Day 086 - 09 Feb 95 - Page 34
1
2 Q. Up to the temperatures listed there?
3 A. Once -----
4
5 Q. If the calibration check list was filled in correctly then
6 it would be all right to start?
7 A. It would be because for the grill to go up the extra
8 few degrees from 340 to 350 would take very little time.

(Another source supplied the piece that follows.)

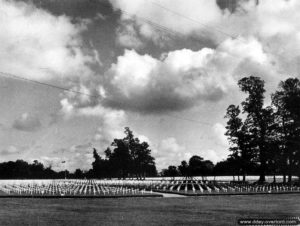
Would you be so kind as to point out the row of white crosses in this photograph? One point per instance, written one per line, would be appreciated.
(67, 187)
(129, 187)
(205, 186)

9 The point in doing these, sorry, was not up to me, sorry.
10
11 MR. JUSTICE BELL: Can you explain to me why the system is such
12 that you do not do the calibration immediately before
13 cooking to make sure that wherever you put it on the plate
14 you are going to get 350 degrees at least? I have read
15 elsewhere that there is advice about which end of the plate
16 you actually cook on because some parts are hotter than
17 others, but why not do your calibration immediately before
18 cooking? Why do it before when it has still got a few more
19 degrees to go?
20 A. We do -----
21
22 Q. Is there a technical reason?
23 A. No, well, that is what we do now. We check before we
24 cook and we have done for a long time. I recollect, this
25 is not a daily check, this, where you have these things in
26 here. This was like, I think it is, a bi-weekly air flow
27 check on the grill.
28
29 MS. STEEL: So this was at the time when there were not daily
30 checks, this one?
31 A. At this time (which I believe was 1990) the checks that
32 we did on finished product were just sight, organoleptic
33 looking at them, and we had not got our documentation
34 systems into place at that moment in time. But the normal
35 calibrations as laid down in the preventative maintenance
36 calendar were conducted. I think we have now dispensed
37 with these grills because we have found more effective and
38 more easily calibrated and checked equipment. This has
39 been superseded.
40
41 MR. JUSTICE BELL: Were there any other checks of the
42 temperature of the snap action gas grill apart from the
43 calibration test? I understand that the calibration test
44 is for the proper air flow but were there, quite regardless
45 of calibration checks which were down twice weekly, checks
46 of the actual plate temperature before cooking started or
47 not?
48 A. I think if I could refer to the perhaps the planned
49 maintenance calendar, it is long time to recollect back.
50
51 Q. Yes, is it there, do you know?
52 A. I think it was in the back of one of my -----
53
54 MS. STEEL: I think it is at appendix 1.
55
56 MR. JUSTICE BELL: The planned maintenance calendar?
57 A. Yes.
58
59 Q. That is just in front of that, I think.